Switzerland has an unusual tax arrangement which foreigners can take advantage of. The lump-sum taxation system is available in certain Cantons and allows private individuals to pay a fixed amount of tax every year based on certain criteria that are supposed to reflect how much the taxpayer is expected to spend rather than how much they earn.
It is important to understand that in order to benefit from this system of taxation a key constraint is that the taxpayer is not allowed to undertake any gainful activity within Switzerland, and neither of the spouses may be a Swiss national. Lump-sum taxation replaces income tax which is levied at the Federal, Cantonal and Communal level as well as the wealth tax which is only levied by the Cantons and Communes. Lump-sum taxation does not replace other taxes, such as those on inheritance, gifts or gains on the sale of property.
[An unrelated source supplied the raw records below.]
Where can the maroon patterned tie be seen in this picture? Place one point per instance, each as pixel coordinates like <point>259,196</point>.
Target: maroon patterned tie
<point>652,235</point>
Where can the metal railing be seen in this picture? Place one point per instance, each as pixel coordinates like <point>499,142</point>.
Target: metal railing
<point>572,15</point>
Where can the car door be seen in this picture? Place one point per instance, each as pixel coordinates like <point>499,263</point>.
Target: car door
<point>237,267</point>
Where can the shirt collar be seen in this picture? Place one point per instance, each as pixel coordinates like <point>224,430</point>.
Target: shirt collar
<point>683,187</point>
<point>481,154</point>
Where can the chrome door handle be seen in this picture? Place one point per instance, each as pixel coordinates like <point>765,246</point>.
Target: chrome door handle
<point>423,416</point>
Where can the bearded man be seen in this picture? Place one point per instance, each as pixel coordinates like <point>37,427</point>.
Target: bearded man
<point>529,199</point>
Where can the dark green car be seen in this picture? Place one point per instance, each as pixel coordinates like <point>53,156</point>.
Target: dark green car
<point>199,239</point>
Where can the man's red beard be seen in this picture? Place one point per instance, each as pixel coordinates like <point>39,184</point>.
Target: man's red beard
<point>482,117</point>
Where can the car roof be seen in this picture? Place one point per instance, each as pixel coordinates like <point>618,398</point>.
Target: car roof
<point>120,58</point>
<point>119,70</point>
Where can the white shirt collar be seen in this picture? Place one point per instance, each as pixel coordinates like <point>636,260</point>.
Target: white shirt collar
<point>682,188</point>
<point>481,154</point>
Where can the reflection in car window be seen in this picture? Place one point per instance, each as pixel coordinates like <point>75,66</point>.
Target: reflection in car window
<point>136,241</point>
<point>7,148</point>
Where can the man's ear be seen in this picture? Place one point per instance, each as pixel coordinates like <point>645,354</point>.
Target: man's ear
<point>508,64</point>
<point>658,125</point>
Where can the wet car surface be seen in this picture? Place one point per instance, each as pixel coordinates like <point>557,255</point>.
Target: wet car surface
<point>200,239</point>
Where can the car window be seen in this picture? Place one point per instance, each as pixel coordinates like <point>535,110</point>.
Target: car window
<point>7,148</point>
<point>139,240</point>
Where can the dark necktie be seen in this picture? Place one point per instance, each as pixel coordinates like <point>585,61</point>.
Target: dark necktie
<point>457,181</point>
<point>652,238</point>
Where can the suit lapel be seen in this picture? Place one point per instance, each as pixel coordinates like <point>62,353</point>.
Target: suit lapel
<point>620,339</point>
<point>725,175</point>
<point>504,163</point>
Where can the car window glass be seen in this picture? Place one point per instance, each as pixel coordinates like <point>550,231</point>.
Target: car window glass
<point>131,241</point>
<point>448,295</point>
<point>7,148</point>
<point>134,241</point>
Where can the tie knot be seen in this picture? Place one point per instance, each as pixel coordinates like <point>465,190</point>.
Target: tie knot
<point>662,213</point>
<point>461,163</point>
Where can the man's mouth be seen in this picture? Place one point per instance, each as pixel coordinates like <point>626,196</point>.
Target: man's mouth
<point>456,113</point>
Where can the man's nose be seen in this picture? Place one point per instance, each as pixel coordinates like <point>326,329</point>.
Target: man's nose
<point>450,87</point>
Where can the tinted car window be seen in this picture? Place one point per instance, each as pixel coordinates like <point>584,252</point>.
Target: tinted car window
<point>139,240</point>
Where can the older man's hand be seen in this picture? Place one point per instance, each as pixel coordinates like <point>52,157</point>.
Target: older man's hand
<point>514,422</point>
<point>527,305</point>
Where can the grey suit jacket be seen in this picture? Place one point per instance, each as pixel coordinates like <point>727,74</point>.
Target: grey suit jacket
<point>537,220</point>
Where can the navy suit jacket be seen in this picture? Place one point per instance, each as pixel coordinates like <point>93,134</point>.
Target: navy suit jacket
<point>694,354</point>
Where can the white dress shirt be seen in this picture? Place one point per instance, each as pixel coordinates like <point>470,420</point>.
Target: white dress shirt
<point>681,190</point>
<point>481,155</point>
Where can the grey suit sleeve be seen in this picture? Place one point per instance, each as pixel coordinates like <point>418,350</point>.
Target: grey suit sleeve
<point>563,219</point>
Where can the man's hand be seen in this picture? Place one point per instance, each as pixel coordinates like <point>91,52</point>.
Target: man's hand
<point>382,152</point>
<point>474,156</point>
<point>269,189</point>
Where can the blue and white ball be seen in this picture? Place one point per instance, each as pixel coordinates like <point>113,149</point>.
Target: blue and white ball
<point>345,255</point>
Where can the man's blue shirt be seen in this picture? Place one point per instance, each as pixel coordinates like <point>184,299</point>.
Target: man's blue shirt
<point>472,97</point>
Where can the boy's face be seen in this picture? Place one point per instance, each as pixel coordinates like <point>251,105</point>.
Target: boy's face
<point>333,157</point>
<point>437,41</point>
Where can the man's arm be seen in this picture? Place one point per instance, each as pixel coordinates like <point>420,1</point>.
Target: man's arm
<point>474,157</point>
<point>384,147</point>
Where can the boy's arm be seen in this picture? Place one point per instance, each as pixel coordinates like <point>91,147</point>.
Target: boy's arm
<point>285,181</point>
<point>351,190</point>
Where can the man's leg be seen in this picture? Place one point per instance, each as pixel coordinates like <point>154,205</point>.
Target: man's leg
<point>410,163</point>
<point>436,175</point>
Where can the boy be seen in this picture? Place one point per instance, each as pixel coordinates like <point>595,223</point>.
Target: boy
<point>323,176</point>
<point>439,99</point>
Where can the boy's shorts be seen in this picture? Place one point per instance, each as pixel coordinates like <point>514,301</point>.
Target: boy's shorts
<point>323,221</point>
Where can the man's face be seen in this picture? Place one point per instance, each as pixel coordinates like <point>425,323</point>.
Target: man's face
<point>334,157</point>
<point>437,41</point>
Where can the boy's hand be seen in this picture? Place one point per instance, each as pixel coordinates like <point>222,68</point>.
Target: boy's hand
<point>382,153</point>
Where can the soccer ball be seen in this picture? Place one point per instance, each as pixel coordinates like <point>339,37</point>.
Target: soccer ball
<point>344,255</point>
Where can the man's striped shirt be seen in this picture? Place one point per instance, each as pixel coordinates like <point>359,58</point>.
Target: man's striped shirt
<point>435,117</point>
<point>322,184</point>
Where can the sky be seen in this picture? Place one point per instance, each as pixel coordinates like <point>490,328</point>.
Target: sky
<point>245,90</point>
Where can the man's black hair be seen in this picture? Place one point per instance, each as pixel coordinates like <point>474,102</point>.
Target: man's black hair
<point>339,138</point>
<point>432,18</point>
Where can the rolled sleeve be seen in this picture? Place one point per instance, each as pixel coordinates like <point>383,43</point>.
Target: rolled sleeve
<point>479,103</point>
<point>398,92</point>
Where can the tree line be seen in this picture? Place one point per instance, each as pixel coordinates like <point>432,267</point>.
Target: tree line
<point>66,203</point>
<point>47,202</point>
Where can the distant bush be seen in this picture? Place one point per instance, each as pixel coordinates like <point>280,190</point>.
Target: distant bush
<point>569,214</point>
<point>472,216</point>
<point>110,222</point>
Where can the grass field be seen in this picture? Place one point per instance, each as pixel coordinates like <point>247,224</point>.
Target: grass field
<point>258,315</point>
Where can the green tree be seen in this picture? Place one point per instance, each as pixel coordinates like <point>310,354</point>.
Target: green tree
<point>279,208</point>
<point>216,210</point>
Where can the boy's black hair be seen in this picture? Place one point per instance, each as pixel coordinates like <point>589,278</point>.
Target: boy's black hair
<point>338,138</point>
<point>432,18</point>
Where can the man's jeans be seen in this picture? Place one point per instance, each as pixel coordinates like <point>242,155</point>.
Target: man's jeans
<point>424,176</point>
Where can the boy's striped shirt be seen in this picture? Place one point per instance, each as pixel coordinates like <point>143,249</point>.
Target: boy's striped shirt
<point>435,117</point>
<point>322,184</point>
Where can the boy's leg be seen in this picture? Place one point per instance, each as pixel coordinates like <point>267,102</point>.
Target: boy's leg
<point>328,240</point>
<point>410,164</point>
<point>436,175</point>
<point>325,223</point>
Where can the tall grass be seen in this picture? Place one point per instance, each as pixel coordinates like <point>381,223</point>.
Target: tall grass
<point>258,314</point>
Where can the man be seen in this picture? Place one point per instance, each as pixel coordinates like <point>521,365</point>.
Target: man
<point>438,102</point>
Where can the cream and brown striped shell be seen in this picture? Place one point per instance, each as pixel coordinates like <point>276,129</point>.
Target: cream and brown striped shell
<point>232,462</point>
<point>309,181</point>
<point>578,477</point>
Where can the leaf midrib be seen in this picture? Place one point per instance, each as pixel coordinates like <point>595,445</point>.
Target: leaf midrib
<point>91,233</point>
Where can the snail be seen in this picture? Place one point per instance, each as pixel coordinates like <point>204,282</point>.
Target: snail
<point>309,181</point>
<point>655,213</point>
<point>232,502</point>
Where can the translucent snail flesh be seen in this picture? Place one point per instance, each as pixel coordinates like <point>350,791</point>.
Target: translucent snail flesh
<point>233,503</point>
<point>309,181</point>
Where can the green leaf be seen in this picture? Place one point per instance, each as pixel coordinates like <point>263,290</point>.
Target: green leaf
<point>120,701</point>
The whole system was reviewed in 2012 and new rules were applied from 1 January 2016 which will be applicable to those taxpayers who are already benefiting from the system from 1 January 2021. In essence the system is becoming much less attractive as not only are the authorities increasing the tax base, but with the cost of living being very high in Switzerland and other countries now offering interesting alternatives, many wealthy foreigners have decided to pack their bags and leave Switzerland.
In 2012 Geneva counted 710 people who benefited from lump-sum taxation. By the end of 2019 this had dropped to 601, representing lost tax revenue as well as a loss of spending locally by wealthy foreigners. For non-Europeans the minimum tax base (assumed revenue on which the tax is calculated) is around CHF 825,000 per year, and so a married couple would then pay about CHF 321,750 in annual tax. Italy offers a similar arrangement with a lump-sum of €100,000, and Portugal, Malta and the UK also operate schemes. The advantage with the Swiss scheme is that there is no time limit for its use and it absolves the taxpayer from declaring his income and fortune (save for some other basic elements to determine the tax base).
With the new changes, the minimum tax base is now around CHF 400,000 (previously it could be around CHF 300,000), but other criteria are also reviewed, for example depending on the assumed rental value of their property. It is important to note that these are only guidelines and different Cantons will treat this tax in different ways, although there is a clear trend towards more alignment and an increase in the tax that is expected to be paid. There is also more tax transparency between different countries and Swiss authorities will tend to share much more information now than previously with other states.